Title description:
Flip a binary tree.
Example:
Input:
4
/ /
2 7
/ / / /
1 3 6 9
Output:
4
/ /
7 2
/ / / /
9 6 3 1
Thinking analysis:
If you want to exchange a binary tree, you only need to swap the positions of its left and right children when traversing each node to complete the inversion of the entire binary tree.
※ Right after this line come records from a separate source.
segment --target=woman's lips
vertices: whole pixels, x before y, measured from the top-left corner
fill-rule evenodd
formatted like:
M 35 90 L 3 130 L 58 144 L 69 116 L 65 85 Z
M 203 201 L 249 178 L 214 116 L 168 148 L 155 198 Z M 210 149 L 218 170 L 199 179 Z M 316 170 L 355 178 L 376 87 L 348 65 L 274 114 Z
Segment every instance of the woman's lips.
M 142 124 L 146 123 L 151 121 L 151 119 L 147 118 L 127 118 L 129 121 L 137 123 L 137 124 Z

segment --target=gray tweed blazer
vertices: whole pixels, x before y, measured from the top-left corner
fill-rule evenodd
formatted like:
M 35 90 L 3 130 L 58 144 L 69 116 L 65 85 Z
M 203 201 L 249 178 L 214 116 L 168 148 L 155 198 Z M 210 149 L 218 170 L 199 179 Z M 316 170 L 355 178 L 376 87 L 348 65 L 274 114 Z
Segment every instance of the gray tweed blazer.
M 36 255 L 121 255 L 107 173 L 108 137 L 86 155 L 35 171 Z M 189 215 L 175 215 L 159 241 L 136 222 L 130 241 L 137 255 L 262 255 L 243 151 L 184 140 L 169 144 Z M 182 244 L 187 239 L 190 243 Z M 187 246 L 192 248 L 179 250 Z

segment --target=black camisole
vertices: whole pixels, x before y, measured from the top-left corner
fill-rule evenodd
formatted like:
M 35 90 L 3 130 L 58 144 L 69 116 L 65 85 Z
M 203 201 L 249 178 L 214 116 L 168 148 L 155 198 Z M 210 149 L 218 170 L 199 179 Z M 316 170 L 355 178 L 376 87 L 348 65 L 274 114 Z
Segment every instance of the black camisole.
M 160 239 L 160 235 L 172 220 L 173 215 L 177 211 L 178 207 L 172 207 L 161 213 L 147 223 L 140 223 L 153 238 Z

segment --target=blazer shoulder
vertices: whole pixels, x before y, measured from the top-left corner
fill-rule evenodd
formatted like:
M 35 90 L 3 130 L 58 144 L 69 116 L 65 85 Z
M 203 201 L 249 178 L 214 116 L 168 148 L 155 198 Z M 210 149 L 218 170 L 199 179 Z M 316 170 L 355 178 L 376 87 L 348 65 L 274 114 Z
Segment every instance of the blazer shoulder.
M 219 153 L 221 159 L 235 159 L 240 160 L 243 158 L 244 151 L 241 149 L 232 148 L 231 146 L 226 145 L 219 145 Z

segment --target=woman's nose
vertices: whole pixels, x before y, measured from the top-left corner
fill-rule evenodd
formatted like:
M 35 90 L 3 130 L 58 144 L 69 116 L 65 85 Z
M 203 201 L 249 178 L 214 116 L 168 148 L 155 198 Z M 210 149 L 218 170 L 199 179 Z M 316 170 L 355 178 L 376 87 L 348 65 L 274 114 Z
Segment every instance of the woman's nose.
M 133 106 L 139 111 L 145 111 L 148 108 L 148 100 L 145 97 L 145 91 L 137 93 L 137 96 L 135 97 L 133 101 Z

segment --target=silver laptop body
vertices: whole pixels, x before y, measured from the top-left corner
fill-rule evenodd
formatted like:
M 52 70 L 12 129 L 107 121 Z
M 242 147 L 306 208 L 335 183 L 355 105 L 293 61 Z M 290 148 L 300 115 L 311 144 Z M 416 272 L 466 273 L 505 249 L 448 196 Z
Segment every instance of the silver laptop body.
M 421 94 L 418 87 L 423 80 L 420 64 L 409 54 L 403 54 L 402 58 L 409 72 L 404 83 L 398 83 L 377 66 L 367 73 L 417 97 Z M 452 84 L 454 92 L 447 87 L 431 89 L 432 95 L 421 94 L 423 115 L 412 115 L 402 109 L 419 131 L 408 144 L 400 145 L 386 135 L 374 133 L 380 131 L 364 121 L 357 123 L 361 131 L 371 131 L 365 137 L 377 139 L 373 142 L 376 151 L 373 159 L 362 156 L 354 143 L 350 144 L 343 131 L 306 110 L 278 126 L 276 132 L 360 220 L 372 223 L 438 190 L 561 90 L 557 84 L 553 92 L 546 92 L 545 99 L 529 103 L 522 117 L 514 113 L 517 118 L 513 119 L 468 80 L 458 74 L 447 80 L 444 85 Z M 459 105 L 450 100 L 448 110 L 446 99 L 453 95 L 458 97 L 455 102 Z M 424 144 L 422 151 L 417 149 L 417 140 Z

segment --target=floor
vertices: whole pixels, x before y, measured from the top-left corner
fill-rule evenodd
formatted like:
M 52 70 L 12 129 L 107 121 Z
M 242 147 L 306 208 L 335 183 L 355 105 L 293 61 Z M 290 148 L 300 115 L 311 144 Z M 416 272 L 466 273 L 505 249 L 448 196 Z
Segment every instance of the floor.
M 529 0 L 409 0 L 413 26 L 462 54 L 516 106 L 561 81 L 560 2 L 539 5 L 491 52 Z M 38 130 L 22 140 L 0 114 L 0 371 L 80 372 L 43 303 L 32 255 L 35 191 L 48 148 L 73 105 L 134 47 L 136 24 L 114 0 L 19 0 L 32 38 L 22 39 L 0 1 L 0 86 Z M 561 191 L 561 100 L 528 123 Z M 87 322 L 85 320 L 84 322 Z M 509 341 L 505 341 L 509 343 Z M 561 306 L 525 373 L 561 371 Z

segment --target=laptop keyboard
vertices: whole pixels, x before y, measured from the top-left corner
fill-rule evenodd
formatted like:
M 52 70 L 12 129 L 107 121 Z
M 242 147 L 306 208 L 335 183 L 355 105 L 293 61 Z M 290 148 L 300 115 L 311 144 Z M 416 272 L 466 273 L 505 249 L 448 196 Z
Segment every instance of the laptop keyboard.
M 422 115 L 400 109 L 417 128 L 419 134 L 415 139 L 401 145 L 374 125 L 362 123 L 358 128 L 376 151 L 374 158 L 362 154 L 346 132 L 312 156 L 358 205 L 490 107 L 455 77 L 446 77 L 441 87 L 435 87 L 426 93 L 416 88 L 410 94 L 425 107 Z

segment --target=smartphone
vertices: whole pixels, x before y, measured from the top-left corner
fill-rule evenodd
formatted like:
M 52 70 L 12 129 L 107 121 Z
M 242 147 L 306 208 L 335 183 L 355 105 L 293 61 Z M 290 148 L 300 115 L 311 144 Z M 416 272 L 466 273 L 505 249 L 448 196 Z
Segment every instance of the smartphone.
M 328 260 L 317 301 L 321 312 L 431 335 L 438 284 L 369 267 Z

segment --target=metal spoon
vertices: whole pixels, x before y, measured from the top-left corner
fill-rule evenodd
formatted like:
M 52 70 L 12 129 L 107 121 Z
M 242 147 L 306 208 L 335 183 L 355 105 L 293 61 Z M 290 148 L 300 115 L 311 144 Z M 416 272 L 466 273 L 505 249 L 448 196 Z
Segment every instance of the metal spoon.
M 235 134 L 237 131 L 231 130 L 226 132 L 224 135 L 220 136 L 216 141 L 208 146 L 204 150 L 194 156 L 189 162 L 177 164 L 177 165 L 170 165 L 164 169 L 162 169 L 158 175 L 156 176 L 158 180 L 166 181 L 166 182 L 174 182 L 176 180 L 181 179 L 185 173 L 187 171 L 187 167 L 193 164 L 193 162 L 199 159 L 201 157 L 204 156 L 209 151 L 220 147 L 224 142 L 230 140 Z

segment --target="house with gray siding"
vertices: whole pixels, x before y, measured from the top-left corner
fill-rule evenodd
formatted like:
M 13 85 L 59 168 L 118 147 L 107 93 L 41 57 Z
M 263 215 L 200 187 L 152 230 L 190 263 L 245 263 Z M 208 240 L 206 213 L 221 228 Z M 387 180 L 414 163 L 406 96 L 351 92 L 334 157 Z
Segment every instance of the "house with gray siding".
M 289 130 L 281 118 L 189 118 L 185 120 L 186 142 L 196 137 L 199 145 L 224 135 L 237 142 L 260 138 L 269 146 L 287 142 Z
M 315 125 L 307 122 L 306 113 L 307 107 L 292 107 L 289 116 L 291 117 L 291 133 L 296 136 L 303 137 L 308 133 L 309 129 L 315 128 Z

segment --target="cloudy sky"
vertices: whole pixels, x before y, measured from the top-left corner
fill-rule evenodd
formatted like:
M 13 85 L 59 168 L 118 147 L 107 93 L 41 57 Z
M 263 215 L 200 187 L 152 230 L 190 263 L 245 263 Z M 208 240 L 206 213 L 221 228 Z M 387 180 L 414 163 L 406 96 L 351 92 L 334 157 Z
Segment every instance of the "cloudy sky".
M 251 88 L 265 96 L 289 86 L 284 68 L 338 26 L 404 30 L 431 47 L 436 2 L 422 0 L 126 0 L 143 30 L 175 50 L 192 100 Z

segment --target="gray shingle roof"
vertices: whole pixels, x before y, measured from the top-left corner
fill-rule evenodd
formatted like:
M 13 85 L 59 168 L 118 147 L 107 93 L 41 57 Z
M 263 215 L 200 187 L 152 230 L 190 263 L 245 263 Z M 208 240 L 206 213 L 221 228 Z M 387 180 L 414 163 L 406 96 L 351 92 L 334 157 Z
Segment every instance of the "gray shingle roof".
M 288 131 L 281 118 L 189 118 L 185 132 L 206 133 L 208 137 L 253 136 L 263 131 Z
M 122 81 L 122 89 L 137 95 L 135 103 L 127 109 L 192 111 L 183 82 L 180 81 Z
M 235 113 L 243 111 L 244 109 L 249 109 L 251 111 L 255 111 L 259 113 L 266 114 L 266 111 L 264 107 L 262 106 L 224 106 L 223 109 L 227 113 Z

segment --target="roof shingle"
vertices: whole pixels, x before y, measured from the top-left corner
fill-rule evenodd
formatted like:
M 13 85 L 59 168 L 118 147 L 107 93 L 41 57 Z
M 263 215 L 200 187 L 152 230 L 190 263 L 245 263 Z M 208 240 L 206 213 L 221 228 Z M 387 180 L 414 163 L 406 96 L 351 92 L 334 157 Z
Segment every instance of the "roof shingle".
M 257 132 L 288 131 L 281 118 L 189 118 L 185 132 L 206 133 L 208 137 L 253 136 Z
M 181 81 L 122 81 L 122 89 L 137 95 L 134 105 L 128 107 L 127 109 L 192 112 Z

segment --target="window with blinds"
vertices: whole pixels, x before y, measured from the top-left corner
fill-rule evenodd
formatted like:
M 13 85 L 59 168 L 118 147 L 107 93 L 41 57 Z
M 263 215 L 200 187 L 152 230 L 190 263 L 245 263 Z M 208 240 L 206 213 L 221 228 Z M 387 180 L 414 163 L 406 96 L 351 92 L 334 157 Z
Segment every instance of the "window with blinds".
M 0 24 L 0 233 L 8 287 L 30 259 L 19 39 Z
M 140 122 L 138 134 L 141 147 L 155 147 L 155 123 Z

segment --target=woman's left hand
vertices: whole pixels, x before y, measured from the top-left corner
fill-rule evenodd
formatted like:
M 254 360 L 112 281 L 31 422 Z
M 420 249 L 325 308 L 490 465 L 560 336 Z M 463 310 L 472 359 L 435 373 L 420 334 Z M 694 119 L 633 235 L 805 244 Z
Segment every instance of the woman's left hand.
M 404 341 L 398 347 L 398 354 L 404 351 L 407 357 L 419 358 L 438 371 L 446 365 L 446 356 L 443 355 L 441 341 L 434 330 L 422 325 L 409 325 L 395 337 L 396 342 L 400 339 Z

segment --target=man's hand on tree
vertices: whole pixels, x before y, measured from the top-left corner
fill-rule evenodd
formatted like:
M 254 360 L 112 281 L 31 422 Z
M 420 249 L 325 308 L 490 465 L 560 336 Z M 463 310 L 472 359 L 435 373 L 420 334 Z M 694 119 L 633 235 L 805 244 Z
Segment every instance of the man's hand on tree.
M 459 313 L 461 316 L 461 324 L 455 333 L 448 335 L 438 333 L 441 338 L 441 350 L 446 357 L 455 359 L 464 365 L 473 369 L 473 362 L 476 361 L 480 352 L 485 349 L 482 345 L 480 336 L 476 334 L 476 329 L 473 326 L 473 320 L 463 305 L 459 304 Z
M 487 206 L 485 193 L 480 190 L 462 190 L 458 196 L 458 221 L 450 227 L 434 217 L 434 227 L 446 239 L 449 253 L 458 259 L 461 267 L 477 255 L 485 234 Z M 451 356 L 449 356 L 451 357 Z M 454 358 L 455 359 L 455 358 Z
Note that this problem cannot use the inverted binary tree traversed in order.
Recursion method:
By traversing each node first, and then swapping the left and right children, the entire binary tree is flipped.
Code:
TreeNode* invertTree(TreeNode* root) {
if(root==NULL) return root; //递归终止条件
swap(root->left,root->right); //中,
invertTree(root->left); //左
invertTree(root->right); //右
return root;
DFS flip binary tree
Code:
TreeNode* invertTree(TreeNode* root) {
if(root == NULL) return root;
stack<TreeNode*> sta; //深度遍历需要借助栈
sta.push(root); //先把头节点放到栈中去;
while(!sta.empty())
{
TreeNode* node=sta.top(); //获取到栈顶节点,然后弹出
sta.pop();
swap(node->left,node->right); //交换栈顶节点左右孩子
if(node->right) sta.push(node->right); //先压右孩子,因为栈是先进后出
if(node->left) sta.push(node->left); //在压左孩子
}
return root;
}
Sequence first traversal inverted binary tree
Code:
TreeNode* invertTree(TreeNode* root) {
queue<TreeNode*> que; //层序遍历需要借助队列
if(root!=NULL) que.push(root);
while(!que.empty())
{
int size=que.size();
for(int i=0;i<size;i++)
{
TreeNode* node=que.front();
que.pop();
//只要在遍历每个节点的时候,交换子节点的左右位置即可;
swap(node->left,node->right);
if(node->left) que.push(node->left); //因为是队列,所以先左再右
if(node->right) que.push(node->right);
}
}
return root;
}
to sum up:
In fact, for reversing a binary tree, the core idea is to traverse each node of the binary tree, and then exchange the positions of the left and right children.